The convenient acronym SIDS requires a little amplification, particularly in relation to the last "S", which stands for syndrome. Treating the problem as a syndrome tends to obscure the fact that sudden unexplained infant deaths occur in different circumstances, and some may be multi-factorial, the result of a coincidence of processes which, taken in isolation, would not necessarily cause death. No underlying condition for every death categorised as SIDS has been identified. The critical point of each such death is that it is indeed unexplained, and that its cause or causes, although natural, is or are as yet unknown. SIDS does not apply to deaths, or if already attributed to SIDS, ceases to apply to deaths which are clinically explicable or consequent on demonstrable trauma. In each SIDS case the mechanism of death is the same, apnoea, loss of breath or cessation of breathing. In the true SIDS case we do not know why the particular infant's breathing stopped. All we know is that for some unexplained reason it did. One obvious reason for loss of breath is smothering or some deliberate interference with the infant's normal breathing process. However the same process, with the same result, also occurs naturally. In the present context ALTEs are SIDS in which no death has actually resulted. Again, approaching the issue in layman's terms, ALTEs may be described with reasonable accuracy as sudden infant acute or apparent life threatening events. They represent the consequence of an unexpected and unexplained temporary loss or cessation of breathing, which has occurred naturally.
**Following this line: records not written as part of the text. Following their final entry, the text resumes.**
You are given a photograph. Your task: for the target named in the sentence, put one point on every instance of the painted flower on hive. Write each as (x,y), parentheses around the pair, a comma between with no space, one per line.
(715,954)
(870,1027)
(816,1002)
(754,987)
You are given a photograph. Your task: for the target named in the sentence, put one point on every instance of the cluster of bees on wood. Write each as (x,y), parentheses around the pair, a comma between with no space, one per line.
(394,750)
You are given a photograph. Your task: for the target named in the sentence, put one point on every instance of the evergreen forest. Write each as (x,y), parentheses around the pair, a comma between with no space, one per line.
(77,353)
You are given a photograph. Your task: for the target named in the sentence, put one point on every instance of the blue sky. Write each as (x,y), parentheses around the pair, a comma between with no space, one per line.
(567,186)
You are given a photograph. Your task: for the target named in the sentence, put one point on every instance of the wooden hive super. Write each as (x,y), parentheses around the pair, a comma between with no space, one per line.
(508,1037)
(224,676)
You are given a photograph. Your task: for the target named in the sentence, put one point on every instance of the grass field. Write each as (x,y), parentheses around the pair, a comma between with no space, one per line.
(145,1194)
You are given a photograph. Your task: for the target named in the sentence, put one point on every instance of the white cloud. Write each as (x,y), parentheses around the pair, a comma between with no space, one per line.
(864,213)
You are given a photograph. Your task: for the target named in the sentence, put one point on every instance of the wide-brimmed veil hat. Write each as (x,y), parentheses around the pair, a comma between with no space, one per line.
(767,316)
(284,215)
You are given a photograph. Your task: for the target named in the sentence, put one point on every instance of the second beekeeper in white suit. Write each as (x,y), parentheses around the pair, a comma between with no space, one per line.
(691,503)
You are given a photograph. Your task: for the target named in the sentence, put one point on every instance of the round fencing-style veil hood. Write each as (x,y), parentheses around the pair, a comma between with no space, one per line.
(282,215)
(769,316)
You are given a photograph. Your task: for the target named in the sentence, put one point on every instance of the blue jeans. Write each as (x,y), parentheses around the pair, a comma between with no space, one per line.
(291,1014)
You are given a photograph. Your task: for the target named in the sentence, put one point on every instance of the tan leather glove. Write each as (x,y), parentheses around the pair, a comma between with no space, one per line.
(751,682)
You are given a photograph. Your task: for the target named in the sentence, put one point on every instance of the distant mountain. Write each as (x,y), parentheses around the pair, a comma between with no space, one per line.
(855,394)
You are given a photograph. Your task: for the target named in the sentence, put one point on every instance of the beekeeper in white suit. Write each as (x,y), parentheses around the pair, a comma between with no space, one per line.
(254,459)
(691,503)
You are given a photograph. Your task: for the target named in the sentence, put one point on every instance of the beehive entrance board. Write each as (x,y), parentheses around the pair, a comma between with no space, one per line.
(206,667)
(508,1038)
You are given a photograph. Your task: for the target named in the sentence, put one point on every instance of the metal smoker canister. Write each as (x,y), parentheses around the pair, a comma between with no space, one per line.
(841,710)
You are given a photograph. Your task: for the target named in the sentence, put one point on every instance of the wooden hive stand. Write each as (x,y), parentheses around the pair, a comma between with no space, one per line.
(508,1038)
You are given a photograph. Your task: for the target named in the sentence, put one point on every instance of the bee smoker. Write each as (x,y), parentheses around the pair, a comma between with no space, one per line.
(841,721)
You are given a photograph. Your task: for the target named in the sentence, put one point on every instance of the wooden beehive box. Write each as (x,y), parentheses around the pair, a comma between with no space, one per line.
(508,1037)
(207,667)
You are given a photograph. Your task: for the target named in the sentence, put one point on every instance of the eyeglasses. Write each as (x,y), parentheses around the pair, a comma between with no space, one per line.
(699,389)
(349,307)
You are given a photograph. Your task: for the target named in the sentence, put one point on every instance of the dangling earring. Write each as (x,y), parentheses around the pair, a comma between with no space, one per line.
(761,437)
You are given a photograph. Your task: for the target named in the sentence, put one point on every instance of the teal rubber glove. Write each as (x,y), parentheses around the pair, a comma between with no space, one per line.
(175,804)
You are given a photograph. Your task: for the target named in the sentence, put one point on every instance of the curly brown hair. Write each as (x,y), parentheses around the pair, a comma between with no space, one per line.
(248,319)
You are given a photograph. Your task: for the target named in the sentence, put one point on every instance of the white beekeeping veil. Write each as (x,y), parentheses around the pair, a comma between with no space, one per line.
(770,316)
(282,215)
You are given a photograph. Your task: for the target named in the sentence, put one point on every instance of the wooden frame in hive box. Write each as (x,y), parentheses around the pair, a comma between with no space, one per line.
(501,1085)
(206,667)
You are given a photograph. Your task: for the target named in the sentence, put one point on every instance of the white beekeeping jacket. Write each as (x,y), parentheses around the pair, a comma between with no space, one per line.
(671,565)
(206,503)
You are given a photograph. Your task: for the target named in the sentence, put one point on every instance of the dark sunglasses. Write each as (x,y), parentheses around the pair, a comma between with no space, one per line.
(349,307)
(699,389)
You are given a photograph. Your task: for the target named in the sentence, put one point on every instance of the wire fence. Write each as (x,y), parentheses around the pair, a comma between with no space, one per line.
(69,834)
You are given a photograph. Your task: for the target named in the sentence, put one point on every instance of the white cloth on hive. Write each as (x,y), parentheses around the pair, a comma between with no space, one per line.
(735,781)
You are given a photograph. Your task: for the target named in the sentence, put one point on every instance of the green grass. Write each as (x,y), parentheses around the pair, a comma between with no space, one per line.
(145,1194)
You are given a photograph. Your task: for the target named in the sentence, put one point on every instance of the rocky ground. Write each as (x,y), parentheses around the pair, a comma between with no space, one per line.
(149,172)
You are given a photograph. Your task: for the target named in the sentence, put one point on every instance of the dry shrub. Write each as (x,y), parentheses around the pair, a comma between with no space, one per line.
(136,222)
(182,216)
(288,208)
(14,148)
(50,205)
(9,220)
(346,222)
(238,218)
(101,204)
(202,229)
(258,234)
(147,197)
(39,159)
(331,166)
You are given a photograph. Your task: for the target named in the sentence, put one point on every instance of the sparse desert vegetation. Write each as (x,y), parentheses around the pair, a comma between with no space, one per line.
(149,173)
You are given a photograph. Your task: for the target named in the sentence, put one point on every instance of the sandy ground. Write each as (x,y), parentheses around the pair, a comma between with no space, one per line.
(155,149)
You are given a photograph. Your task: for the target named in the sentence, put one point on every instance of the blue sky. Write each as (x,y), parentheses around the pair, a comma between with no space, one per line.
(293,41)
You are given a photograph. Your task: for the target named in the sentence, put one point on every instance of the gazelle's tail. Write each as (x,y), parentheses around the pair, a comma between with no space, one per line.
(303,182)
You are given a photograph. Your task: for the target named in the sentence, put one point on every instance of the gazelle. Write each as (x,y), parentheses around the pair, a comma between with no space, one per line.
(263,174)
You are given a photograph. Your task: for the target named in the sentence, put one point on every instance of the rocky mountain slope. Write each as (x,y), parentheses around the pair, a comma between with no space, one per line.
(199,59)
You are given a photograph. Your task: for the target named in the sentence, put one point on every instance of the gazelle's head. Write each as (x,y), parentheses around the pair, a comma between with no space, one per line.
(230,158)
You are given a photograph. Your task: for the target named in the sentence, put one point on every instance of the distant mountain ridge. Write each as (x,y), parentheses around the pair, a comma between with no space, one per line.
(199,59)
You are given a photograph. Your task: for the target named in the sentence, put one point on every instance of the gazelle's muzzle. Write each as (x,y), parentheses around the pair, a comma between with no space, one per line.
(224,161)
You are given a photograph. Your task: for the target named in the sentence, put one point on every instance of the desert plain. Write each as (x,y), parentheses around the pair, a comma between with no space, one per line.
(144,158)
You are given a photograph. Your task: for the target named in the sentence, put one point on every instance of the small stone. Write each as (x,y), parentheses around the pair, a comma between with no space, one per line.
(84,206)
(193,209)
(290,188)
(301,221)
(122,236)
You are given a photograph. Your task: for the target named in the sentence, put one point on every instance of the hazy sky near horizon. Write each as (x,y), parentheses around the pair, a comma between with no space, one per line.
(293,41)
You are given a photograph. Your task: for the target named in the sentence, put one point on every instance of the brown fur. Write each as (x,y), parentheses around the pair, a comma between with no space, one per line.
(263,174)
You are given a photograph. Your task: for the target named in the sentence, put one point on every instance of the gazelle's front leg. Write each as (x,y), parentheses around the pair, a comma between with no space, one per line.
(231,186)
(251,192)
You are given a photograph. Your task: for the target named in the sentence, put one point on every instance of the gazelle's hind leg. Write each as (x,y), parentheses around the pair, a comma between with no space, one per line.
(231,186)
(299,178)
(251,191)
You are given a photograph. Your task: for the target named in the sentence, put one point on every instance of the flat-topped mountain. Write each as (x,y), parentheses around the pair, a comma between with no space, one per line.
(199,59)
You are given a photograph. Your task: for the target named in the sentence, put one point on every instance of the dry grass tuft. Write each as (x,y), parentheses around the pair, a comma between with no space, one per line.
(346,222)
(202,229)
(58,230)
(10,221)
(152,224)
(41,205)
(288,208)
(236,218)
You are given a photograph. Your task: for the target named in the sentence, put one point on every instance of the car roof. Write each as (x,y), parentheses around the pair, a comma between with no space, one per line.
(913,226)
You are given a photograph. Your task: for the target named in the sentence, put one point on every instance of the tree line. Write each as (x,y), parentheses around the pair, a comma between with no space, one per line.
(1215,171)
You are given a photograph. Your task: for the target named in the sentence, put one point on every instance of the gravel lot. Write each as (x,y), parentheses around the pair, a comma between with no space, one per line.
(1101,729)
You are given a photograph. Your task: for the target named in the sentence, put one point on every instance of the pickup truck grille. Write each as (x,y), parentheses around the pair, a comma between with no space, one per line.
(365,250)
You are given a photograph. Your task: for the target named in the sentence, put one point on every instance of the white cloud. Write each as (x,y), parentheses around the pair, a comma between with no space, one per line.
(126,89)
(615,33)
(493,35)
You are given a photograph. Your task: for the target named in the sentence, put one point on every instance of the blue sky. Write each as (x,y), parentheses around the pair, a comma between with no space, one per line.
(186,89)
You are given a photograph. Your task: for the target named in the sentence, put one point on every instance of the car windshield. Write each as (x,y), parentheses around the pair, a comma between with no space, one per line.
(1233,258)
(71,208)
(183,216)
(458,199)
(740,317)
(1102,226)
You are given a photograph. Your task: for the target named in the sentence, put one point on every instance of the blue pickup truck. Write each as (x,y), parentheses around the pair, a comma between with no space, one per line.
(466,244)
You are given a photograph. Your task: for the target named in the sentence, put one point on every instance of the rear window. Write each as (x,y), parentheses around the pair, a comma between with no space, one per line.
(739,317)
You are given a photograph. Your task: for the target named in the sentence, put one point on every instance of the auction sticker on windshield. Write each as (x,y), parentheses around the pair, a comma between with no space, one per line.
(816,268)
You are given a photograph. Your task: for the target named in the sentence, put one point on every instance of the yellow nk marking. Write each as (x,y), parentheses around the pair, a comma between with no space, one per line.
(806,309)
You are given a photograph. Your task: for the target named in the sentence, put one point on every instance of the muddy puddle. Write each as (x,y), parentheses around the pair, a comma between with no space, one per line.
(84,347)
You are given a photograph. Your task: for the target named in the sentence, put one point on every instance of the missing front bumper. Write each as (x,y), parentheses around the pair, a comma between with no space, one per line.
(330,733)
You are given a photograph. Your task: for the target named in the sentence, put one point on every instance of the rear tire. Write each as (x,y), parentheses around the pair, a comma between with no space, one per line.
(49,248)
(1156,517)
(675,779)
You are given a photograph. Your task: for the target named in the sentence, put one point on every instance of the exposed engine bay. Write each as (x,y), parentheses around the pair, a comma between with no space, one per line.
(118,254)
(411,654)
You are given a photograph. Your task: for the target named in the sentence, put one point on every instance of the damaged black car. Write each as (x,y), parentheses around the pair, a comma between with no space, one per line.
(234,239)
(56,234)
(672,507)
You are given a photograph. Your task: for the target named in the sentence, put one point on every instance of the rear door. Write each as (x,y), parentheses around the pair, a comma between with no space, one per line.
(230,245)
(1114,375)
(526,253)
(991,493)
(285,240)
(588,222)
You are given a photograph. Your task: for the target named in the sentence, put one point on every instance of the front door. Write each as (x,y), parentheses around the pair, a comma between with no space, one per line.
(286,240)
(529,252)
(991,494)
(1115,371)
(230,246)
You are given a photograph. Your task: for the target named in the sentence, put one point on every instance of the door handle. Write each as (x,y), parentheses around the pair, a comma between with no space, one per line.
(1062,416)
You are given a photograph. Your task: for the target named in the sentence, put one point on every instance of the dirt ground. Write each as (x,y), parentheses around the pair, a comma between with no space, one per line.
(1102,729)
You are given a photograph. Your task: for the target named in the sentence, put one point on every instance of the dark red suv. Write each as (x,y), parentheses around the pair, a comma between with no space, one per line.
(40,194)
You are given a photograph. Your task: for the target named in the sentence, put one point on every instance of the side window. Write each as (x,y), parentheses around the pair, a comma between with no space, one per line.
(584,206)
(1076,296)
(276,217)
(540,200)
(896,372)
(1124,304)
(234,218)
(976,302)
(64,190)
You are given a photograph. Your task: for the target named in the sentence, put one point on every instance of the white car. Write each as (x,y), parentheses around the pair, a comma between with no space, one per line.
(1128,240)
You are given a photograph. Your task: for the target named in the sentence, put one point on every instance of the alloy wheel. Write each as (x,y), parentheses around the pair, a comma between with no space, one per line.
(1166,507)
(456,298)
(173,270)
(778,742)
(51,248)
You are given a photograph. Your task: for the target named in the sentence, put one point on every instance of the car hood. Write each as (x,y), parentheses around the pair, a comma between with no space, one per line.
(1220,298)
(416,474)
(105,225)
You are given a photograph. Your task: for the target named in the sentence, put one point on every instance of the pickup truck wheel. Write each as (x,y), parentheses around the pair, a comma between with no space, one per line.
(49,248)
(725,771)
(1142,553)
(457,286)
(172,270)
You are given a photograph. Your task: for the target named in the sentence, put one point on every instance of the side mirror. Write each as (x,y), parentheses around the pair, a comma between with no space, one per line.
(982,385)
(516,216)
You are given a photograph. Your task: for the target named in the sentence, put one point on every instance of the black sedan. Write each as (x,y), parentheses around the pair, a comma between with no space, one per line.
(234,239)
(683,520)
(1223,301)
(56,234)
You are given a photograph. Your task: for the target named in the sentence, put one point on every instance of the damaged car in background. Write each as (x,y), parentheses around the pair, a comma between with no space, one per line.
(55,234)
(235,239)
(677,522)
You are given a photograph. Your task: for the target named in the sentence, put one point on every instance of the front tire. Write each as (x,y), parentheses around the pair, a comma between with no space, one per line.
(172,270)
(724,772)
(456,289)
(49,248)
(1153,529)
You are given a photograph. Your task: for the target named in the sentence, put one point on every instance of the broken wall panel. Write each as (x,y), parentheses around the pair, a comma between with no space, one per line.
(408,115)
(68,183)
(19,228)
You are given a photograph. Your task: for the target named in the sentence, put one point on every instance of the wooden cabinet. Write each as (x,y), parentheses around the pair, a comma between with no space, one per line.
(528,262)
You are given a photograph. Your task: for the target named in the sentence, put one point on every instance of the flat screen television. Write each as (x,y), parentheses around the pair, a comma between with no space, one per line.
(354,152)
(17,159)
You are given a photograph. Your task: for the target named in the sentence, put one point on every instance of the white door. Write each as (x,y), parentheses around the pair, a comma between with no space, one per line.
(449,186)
Whether the cause is natural or harmful interference, the body of the infant undergoes great stress. If the event is the result of deliberate interference with the infant's breathing it is not a true ALTE: it is attempted murder or attempted grievous bodily harm.

Two critical problems

10

It would probably be helpful at the outset to encapsulate different possible approaches to cases where three infant deaths have occurred in the same family, each apparently unexplained, and for each of which there is no evidence extraneous to the expert evidence that harm was or must have been inflicted (for example, indications or admissions of violence, or a pattern of ill-treatment). Nowadays such events in the same family are rare, very rare. One approach is to examine each death to see whether it is possible to identify one or other of the known natural causes of infant death. If this cannot be done, the rarity of such incidents in the same family is thought to raise a very powerful inference that the deaths must have resulted from deliberate harm. The alternative approach is to start with the same fact, that three unexplained deaths in the same family are indeed rare, but thereafter to proceed on the basis that if there is nothing to explain them, in our current state of knowledge at any rate, they remain unexplained, and still, despite the known fact that some parents do smother their infant children, possible natural deaths.

11

It will immediately be apparent that much depends on the starting point which is adopted. The first approach is, putting it colloquially, that lightning does not strike three times in the same place. If so, the route to a finding of guilt is wide open. Almost any other piece of evidence can reasonably be interpreted to fit this conclusion. For example, if a mother who has lost three babies behaved or responded oddly, or strangely, or not in accordance with some theoretically "normal" way of behaving when faced with such a disaster, her behaviour might be thought to confirm the...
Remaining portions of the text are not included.